OpenTelemetry (OTel) is the open standard replacing vendor-specific instrumentation (Datadog APM, New Relic agents, etc.). One SDK, one collector, any backend. The promise is real but the moving parts are many — here's how they fit.
The three signals
OTel covers traces (request-spanning timelines), metrics (numbers over time), and logs (text events). All three share a common context (trace_id, span_id) so you can pivot between them. This is the killer feature versus legacy stacks.

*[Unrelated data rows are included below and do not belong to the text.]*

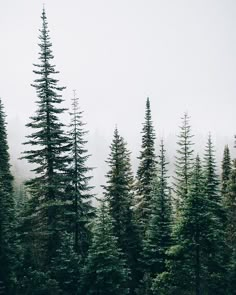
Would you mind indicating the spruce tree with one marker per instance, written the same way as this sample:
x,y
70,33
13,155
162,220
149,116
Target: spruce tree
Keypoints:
x,y
48,147
7,212
66,266
81,208
158,236
184,161
226,171
146,170
105,271
217,259
230,205
119,193
189,271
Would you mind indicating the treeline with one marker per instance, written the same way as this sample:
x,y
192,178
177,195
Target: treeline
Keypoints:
x,y
146,236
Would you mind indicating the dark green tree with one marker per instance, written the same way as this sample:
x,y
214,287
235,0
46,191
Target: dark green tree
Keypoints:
x,y
217,258
230,205
48,147
105,271
146,170
226,171
80,209
119,193
7,212
66,267
184,161
158,236
189,268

Instrumentation: auto + manual
Auto-instrumentation: drop in a library, common frameworks emit traces with zero code (Flask, Django, Express, Spring). Manual: wrap your own business logic with tracer.start_as_current_span(). Start with auto, add manual for the 5% of code that matters most.
The Collector
Standalone binary that receives OTLP from your apps, processes (sampling, attribute editing, batching), exports to any backend. Run as sidecar per pod (low overhead, simple) or as a fleet of dedicated nodes (better aggregation, more complex). Sidecar wins for < 100 services.
Backend choice
| Backend | Best for |
|---|---|
| Jaeger | Open-source self-host, traces only |
| Tempo + Prometheus + Loki (Grafana stack) | Self-hosted full-stack |
| Datadog | Hosted, polished UI, expensive |
| Honeycomb | High-cardinality trace querying |
| SigNoz | OTel-native self-host |
Sampling strategy
100% sampling is expensive (every span hits the collector). Tail-based sampling: collect all spans, decide after-the-fact based on outcome (errors, slow requests sampled at 100%, normal at 1%). Head-based: decide at trace start. Tail is more useful but requires the collector to buffer.